Discover Dairy Introduces Free Middle School Lessons

News EditorEducation

Discovery Dairy, a free, interactive educational program has introduced four new middle school lessons. Check out this wonderful resource today!

Four new comprehensive lessons, complete with video, reading guides and lab-based instruction, teach middle school students about where milk comes from and how dairy farms contribute to our world, while applying science concepts to real-life situations.

Discover Dairy meets state educational standards and anchors for math, science and reading. Funded by the Dairy Checkoff program, it was produced as a joint initiative of the Pennsylvania Dairy Promotion Program, Center for Dairy Excellence and Mid-Atlantic Dairy Association.

“Introducing these middle school-level lessons is a way to connect students with the dairy farms that produce the milk and dairy foods they eat,” said Jayne Sebright, communications director of the Center for Dairy Excellence. “We ask local dairy farm families to encourage more school districts across the Mid-Atlantic region to offer the lessons.”

The new lessons build on existing Discover Dairy lessons designed for upper elementary level students, launched in 2008. Since then the series has been used in more than 300 Pennsylvania classrooms and more than 15 states. The www.discoverdairy.com website, which also includes interactive games for kids and farm tour resources for farmers, typically draws about 1,000 visitors each month.

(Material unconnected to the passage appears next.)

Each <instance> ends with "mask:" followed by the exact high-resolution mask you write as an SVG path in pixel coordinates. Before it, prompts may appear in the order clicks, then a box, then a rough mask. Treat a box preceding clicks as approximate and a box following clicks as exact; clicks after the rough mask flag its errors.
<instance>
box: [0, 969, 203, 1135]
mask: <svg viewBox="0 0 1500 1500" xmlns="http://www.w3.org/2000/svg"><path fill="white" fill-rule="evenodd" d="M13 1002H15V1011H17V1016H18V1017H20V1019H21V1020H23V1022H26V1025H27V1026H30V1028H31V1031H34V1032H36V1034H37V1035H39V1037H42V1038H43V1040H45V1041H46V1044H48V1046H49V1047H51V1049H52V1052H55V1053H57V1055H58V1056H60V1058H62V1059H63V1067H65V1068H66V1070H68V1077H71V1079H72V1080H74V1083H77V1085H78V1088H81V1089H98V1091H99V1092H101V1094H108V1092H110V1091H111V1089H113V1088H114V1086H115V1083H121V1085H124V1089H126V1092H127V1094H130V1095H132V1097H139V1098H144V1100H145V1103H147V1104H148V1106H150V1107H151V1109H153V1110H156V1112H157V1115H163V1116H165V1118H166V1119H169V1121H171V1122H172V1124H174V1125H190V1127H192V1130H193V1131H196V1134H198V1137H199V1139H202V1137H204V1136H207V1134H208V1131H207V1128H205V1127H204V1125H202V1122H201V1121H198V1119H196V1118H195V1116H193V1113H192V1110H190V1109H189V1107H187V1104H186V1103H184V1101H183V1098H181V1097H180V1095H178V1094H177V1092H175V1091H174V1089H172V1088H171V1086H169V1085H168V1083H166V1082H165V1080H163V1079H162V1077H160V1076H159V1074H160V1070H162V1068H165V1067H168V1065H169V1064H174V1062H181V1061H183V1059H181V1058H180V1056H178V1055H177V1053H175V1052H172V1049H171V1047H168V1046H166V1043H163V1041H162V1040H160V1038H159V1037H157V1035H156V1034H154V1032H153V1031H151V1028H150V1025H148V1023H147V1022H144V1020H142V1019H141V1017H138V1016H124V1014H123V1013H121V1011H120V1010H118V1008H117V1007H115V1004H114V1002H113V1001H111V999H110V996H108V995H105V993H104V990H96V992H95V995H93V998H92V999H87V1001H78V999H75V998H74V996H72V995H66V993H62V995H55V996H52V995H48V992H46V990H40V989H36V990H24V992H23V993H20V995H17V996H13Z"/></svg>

“The new middle school lessons take science concepts, like selective breeding and renewable resources, and apply them to real-life situations on the dairy farm,” Sebright said. “The lessons help students, many of whom have never seen a farm, better understand the dairy industry’s key role in feeding the world.”

Developed with input from science teachers, each lesson includes a four-minute video motivator with footage from Pennsylvania dairy farms, a guided reading selection that includes relevant vocabulary and lab-based instruction to provide hands-on exercises related to the lessons.

“In each lesson, middle school students have the opportunity to experience some aspect of dairy farming,” Sebright said. “For example, the lessons have students balancing a feed ration for cows, making cheese, creating energy to do work, and moving money through a community.”